Textile and apparel industry leaders want to see in the New Year the continuation of the business- and investment-friendly climate and steps to address the challenges facing the sector.
The challenges include implementation of the new wage structure, inadequate infrastructure, shortages in energy supply, scarcity of land, high bank interest rate and some customs-related issues, they pointed out.
The business leaders sought long-term government policy support to help entrepreneurs plan their investments in order to achieve the 2021 vision of the government.
They also expected that the government would take necessary measures to ensure good governance, eliminate corruption and improve the ease of doing business.

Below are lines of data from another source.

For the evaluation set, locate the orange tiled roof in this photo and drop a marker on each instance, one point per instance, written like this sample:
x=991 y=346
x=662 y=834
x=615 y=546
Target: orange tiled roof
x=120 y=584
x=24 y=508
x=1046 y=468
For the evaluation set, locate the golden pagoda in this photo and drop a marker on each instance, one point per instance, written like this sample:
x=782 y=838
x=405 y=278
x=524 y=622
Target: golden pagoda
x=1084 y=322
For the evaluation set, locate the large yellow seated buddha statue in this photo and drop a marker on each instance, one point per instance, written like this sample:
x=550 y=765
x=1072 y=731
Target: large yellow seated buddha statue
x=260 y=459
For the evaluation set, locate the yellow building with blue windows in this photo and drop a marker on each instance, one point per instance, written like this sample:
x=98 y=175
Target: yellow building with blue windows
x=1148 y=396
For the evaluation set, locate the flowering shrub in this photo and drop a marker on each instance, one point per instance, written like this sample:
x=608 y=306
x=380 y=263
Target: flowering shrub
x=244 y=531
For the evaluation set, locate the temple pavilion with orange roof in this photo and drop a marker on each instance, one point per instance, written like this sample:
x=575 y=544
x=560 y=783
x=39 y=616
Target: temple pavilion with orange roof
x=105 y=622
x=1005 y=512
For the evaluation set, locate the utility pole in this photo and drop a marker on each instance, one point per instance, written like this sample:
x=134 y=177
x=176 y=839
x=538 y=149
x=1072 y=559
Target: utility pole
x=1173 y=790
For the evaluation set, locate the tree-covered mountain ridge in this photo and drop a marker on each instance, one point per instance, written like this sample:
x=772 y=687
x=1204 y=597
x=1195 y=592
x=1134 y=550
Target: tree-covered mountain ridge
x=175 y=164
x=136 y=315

The business leaders spoke about their expectations while talking to the FE on Monday.
Md Siddiqur Rahman, president of the Bangladesh Garment Manufacturers and Exporters Association (BGMEA), said, "With the continuation of the government, we want it will ensure good governance for businesses-friendly environment and do required research for further growth of the industry in the country."

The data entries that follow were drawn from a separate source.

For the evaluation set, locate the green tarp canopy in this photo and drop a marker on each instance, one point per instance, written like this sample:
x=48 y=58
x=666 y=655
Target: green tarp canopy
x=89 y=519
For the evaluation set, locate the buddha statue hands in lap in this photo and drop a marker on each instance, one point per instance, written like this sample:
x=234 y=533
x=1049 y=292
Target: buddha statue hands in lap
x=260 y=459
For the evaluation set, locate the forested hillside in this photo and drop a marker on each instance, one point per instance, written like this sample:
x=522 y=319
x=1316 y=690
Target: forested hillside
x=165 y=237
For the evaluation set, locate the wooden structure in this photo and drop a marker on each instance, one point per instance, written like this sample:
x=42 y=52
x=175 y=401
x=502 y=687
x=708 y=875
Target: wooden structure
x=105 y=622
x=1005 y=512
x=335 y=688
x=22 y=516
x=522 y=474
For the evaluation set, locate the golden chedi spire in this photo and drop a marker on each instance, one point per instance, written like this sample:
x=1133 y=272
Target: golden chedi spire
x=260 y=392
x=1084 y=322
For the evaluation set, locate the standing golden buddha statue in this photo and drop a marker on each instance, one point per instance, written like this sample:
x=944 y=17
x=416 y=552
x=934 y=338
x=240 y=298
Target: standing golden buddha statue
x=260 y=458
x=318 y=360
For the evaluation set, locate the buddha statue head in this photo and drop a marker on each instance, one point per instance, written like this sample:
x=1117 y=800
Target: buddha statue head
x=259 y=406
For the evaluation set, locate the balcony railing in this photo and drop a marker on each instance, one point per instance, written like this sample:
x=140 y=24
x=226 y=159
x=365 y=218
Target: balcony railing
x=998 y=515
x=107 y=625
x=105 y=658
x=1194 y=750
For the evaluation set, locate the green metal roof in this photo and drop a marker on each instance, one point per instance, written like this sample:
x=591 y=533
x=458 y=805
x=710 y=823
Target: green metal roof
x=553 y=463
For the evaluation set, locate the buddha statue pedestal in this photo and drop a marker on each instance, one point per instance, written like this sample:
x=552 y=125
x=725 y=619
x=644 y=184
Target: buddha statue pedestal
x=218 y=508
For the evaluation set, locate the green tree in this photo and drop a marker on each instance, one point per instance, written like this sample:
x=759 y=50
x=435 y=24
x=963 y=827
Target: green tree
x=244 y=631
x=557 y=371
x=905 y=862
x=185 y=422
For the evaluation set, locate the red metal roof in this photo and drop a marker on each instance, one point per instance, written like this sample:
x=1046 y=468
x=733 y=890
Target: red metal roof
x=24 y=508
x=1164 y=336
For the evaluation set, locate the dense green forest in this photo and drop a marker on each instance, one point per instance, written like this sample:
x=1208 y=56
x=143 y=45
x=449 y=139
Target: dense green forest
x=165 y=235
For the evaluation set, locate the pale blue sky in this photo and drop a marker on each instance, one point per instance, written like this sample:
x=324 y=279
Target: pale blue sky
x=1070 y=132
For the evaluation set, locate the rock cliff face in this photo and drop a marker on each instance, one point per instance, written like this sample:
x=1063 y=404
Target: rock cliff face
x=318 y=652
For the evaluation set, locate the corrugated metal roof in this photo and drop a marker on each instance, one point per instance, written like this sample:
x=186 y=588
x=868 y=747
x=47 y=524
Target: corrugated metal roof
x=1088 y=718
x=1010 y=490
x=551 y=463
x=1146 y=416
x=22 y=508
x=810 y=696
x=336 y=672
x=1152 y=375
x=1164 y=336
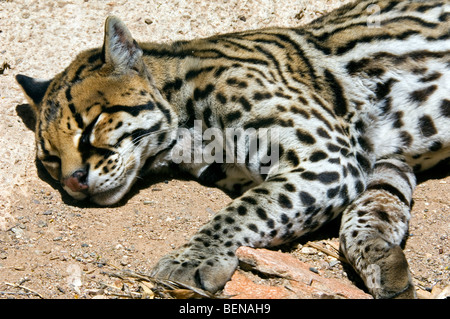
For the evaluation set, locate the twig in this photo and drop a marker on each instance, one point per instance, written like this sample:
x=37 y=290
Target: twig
x=25 y=288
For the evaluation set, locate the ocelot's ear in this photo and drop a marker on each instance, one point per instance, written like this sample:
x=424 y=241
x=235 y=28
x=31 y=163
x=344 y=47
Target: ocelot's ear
x=34 y=89
x=120 y=50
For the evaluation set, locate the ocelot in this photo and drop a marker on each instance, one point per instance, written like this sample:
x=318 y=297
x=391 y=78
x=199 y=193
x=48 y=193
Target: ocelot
x=352 y=105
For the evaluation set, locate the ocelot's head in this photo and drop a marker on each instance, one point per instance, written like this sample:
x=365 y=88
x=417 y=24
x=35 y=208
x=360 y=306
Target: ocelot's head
x=99 y=120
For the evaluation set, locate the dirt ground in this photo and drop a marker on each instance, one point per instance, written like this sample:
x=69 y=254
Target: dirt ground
x=54 y=247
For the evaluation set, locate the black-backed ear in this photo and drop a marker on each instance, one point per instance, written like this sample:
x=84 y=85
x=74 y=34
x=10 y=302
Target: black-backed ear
x=34 y=89
x=120 y=50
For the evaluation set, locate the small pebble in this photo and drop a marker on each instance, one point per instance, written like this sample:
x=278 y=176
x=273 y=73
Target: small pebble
x=308 y=251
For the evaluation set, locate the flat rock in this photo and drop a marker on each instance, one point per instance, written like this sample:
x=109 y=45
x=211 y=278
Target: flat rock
x=298 y=280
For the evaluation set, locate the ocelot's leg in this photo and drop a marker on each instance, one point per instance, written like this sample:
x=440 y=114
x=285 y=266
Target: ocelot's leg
x=281 y=209
x=374 y=226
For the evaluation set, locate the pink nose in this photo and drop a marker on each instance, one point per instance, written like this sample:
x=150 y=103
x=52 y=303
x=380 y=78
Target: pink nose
x=77 y=182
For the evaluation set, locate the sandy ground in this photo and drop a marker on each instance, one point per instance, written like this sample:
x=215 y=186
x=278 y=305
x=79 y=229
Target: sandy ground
x=54 y=248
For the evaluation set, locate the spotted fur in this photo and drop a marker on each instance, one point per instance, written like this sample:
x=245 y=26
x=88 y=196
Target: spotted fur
x=360 y=98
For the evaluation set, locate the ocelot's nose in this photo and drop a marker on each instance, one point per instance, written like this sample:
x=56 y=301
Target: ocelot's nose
x=77 y=182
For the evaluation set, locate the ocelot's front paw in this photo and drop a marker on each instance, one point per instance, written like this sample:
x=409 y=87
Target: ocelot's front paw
x=206 y=269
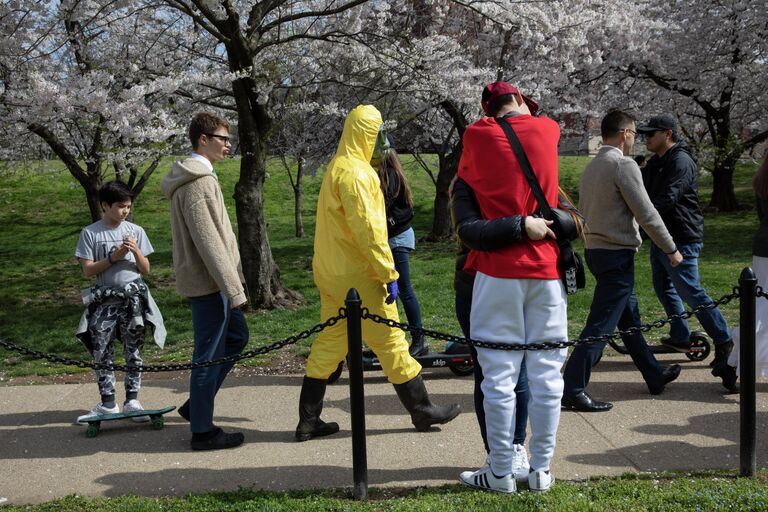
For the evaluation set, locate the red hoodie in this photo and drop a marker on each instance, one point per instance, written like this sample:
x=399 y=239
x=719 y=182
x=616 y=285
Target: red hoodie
x=489 y=166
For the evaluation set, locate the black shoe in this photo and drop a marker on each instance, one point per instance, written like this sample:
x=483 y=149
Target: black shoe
x=184 y=410
x=677 y=346
x=216 y=439
x=310 y=407
x=584 y=403
x=669 y=374
x=414 y=396
x=720 y=367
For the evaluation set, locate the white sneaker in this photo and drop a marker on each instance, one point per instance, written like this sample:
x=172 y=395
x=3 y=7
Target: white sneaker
x=484 y=479
x=133 y=406
x=540 y=481
x=520 y=466
x=98 y=410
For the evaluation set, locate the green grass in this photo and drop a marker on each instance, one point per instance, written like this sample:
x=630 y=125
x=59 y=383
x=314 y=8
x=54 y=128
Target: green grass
x=684 y=492
x=42 y=212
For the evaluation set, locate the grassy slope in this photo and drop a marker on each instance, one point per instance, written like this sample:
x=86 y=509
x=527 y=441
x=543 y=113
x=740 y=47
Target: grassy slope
x=42 y=212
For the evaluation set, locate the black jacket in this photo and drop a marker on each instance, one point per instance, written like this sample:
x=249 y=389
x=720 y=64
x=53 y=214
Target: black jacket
x=399 y=213
x=671 y=184
x=760 y=242
x=474 y=232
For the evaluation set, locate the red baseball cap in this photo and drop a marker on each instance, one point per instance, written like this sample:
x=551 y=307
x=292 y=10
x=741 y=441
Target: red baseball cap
x=496 y=89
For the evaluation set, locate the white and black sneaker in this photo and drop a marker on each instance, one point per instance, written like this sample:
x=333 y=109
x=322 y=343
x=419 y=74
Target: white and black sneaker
x=540 y=481
x=520 y=466
x=484 y=479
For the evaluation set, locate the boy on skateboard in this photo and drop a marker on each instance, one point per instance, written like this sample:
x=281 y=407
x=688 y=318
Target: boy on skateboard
x=119 y=305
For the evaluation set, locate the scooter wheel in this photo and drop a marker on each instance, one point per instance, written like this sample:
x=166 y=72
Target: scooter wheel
x=700 y=347
x=463 y=370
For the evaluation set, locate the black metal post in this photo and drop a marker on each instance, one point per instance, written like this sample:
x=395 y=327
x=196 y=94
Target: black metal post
x=748 y=436
x=357 y=395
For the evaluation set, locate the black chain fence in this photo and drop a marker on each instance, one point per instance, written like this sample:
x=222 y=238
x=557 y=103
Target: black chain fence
x=173 y=367
x=725 y=299
x=367 y=315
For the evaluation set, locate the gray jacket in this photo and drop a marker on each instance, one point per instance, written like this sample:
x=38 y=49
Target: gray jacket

The new wage structure for the garment workers came into effect in December 2018 and the workers would receive enhanced wages from the first month of the New Year, he said.
Terming the new wage structure a 'major challenge' in 2019, he said it would be very difficult for the garment factories, especially for medium- and small-sized units, to implement it.

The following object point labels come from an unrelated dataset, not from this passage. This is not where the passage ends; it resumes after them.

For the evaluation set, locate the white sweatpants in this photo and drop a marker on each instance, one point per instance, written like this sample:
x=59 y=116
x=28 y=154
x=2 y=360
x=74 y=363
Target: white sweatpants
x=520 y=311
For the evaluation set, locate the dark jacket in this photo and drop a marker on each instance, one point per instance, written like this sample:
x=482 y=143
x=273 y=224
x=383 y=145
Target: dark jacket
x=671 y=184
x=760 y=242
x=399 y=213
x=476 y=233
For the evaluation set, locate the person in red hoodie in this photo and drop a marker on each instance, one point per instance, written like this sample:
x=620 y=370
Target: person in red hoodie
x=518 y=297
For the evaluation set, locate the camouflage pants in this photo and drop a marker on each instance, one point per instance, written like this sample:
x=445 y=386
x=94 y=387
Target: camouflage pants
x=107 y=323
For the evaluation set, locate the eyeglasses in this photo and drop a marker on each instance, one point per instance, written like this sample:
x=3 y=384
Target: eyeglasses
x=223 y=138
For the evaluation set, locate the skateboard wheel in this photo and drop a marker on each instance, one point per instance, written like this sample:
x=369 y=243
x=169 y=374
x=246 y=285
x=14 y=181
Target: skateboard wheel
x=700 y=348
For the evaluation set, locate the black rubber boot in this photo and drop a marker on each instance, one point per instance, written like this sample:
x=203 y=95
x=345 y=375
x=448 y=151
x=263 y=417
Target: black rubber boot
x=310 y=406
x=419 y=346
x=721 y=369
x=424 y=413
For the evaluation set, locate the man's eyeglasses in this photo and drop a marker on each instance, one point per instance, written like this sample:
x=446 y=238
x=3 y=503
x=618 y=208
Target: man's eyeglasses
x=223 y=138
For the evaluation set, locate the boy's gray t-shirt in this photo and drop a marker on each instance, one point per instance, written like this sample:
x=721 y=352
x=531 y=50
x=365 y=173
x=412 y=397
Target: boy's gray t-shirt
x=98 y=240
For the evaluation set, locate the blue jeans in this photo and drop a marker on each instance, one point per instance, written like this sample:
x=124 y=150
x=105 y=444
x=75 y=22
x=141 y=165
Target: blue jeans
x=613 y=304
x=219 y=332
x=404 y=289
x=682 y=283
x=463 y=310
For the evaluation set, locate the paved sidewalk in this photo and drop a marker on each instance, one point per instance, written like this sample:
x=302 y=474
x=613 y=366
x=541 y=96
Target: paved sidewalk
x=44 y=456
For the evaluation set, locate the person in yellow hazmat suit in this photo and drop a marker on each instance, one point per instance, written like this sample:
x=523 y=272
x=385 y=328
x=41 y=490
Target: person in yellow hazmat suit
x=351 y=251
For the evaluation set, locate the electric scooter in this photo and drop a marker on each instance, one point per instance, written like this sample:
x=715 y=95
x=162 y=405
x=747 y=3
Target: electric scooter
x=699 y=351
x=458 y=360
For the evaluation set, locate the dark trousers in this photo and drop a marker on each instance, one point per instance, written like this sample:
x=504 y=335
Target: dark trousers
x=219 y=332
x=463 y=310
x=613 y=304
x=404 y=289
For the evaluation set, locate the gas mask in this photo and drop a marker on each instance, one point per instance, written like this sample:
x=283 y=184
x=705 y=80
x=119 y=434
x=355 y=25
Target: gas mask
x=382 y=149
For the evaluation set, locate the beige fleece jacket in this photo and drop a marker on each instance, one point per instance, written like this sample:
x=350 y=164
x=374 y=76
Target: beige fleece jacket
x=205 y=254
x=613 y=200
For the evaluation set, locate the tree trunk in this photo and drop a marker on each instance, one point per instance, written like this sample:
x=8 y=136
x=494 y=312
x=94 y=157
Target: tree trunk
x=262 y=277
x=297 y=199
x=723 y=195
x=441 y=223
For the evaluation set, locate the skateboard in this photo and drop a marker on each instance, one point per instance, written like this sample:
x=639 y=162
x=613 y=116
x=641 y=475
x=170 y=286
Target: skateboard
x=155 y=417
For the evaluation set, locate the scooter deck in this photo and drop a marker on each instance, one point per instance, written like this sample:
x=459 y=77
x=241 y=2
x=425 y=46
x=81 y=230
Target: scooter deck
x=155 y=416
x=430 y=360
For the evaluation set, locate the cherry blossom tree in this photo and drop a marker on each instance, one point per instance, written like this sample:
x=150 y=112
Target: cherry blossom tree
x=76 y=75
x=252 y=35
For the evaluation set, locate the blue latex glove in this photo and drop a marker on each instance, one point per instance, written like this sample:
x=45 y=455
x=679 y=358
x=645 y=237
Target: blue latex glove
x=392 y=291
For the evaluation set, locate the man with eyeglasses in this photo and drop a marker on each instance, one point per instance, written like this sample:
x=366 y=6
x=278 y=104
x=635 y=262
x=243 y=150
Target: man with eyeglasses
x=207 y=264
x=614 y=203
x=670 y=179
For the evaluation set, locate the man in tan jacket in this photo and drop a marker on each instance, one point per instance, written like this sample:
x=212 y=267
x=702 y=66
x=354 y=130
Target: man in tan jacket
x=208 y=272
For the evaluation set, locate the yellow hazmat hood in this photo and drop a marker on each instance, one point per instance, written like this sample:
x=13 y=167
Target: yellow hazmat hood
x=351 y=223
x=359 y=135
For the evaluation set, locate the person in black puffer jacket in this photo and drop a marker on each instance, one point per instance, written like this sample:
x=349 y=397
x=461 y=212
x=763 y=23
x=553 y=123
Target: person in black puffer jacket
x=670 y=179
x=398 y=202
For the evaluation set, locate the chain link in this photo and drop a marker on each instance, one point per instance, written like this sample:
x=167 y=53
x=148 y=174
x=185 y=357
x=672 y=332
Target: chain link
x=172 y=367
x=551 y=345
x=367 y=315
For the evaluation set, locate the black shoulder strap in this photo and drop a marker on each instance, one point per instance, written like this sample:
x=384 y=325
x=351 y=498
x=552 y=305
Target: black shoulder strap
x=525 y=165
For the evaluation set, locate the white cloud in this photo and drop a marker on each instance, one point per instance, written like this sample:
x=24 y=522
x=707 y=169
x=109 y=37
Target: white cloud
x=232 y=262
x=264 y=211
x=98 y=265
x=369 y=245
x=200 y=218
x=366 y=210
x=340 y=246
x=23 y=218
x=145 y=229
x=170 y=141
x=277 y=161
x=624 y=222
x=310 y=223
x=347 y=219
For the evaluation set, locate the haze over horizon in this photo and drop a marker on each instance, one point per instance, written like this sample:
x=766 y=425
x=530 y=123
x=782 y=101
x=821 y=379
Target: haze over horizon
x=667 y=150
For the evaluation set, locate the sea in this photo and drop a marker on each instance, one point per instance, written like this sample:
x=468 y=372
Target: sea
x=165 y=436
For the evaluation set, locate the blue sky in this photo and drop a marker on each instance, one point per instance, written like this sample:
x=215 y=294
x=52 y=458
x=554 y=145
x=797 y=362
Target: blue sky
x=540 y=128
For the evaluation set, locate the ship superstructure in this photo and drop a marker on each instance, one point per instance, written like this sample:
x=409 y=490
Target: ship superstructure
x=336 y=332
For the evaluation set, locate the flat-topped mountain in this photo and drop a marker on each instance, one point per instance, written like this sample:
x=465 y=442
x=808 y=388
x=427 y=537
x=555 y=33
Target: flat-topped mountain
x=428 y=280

Even many factories might not be able to continue their business in the event of failure in implementation of the wage structure, he said, adding that the government should provide an 'exit policy' for such units.
The BGMEA chief also strongly suggested fixing the exchange rate for exporters, saying that they are facing tough competition from their rivals in neighbouring countries due to depreciated rate of their currencies.
He also demanded that the genuine businesses be given bank loans at a single digit interest rate in line with the directive of the authorities concerned.
Regarding the foreign direct investment (FDI), Mr Rahman said they welcome FDI in the readymade garment (RMG) backward linkage industry, especially in the woven sub-sector.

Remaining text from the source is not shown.